- Died: 6 August 1661 Dalkeith
- Cause of death: Execution
- Known for: Being accused of witchcraft

= Issobell Fergussone =

Issobell Fergussone or Isobel Ferguson (died 6 August 1661) was a Scottish woman who confessed to witchcraft in Dalkeith, Edinburgh during the year 1661.

Fergussone denied all the accusations against her and asked to be pricked, to try prove her innocence. However, whilst pricking her on 5 July 1661 they were successful in finding the "devil's mark", which led her to confess. The result of this trial led to her execution (strangled and her corpse burnt) on 6 August 1661.

== Early life ==
Not much is known about her before her trial, however she lived in Liberton Parish then moved to Newbattle, Dalkeith and was married to a man named Baxter and had a son named Robert Baxter.

== Accusations ==
The accusations made against her included verbal threats against her neighbours and son. It seems she threatened her neighbours telling them they would become poor, then their horse became ill and they were reduced to poverty. She also had a dispute with her son and told his wife that he would have a bad homecoming, on his return he fell ill and died. She was also accused of adultery and fornication.

== Trials ==
Fergussone's trial took place on 3 July 1661 and she was found guilty. Not only was she charged with witchcraft, she had other charges of adultery and fornication due to a meeting with the devil she described whilst under questioning.

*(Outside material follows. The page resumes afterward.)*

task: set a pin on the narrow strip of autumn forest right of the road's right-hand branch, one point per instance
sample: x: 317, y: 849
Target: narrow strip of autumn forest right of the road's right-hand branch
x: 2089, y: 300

She described the devil as a man named William Twedie, in a black gown who gave her a pair of black gloves. She denied that the devil laid with her. There was 2 William Twedies known to her, her landlord and his half brother. This caused some confusion. She confessed to having an affair with the half brother who later fled. She was believed to have met the devil at either her or William Tweedie's home (between Skloutford and Liberton Road), at her farm yard, or near the bridge at the bank of John Ballingtyne's shore. William Tweedie was always present at her meetings with the devil.